Ruhrgebiet. Für die EM sucht die UEFA weiter „Volunteers“. Warum besonders Gelsenkirchen noch Bedarf hat, eine Hernerin aber unbedingt nach Dortmund will.

Grün ist die Hoffnung, Grün ist aber auch die Hilfe: Die Volunteers der Fußball-EM tragen grasgrüne Kluft. In Gelsenkirchen wurde das Geheimnis gelüftet, die ersten freiwilligen Helfer durften Teile der Uniform schon anprobieren. Derweil sucht die UEFA immer noch Kandidaten, dabei sind 138.000 Bewerbungen für 16.000 Jobs bereits da – und Fendin Ajani aus Herne schrieb die allererste.
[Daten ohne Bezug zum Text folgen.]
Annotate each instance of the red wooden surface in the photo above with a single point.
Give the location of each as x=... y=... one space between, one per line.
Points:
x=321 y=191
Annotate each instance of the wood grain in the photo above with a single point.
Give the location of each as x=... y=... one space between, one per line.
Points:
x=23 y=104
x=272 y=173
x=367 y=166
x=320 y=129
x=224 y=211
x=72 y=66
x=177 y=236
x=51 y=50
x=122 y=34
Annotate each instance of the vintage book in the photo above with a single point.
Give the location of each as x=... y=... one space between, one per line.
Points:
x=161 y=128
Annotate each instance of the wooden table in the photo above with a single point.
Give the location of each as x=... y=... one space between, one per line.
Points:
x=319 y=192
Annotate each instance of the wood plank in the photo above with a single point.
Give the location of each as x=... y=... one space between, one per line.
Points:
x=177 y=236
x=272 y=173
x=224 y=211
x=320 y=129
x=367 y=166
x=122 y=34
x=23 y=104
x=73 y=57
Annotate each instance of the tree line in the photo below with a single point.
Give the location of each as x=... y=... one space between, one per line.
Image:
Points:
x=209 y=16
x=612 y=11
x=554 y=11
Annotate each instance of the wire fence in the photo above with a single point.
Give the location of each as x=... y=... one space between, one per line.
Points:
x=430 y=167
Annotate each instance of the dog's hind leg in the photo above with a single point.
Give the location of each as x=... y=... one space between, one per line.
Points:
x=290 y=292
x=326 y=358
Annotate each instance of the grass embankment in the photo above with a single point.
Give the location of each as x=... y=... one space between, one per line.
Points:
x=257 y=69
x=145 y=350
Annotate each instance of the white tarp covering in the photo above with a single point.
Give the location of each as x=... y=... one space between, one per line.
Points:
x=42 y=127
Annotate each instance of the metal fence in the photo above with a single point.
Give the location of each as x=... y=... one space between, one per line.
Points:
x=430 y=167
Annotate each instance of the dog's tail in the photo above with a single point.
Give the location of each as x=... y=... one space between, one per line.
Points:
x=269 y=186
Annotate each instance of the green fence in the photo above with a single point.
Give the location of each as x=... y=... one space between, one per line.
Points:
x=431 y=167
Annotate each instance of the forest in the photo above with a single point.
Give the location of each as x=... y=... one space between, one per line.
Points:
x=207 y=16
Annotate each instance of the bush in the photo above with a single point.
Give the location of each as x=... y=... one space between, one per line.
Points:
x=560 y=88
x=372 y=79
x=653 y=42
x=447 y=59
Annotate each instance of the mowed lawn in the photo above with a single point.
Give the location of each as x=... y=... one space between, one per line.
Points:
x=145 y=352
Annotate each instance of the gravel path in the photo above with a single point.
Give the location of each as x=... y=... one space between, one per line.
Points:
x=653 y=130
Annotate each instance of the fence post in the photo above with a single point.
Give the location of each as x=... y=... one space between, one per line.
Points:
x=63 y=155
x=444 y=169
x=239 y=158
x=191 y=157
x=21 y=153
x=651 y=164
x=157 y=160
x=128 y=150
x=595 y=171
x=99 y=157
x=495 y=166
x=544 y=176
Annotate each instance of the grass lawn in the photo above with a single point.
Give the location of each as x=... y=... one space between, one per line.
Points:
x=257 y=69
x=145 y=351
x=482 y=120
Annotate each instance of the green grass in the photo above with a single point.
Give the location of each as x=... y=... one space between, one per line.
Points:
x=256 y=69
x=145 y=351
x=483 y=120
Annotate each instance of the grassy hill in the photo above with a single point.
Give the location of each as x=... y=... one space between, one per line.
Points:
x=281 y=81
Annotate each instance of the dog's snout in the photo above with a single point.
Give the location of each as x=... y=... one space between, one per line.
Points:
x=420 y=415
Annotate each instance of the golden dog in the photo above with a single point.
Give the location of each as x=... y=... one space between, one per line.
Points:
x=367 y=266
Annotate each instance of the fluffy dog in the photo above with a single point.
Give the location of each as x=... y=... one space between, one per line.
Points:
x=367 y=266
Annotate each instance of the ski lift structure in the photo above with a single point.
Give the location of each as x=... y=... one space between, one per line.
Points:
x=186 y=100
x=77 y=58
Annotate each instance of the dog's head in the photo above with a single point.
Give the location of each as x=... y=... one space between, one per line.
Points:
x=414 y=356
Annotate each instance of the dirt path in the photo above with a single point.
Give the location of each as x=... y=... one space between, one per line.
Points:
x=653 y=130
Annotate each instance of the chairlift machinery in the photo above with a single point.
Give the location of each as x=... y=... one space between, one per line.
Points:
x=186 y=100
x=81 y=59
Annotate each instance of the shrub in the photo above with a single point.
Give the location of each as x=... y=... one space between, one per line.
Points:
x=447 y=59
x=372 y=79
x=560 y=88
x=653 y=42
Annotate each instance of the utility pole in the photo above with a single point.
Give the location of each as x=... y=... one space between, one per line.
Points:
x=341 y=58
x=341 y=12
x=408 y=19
Es war Mitternacht im Juni, als die 19-Jährige begann zu tippen, auf Englisch. Um gleich zu beweisen, dass sie auch diese Voraussetzung mitbringt. 13 Minuten brauchte die Studentin, um zu notieren: dass sie die Europameisterschaft „hautnah erleben“ möchte, dass sie „gern mit Menschen in Kontakt“ ist und dass sie nach Dortmund will. Dabei ist für Fendin Gelsenkirchen näher, aber nicht ihrem Herzen – sie ist fußballbegeistert, aber nun mal BVB-Fan.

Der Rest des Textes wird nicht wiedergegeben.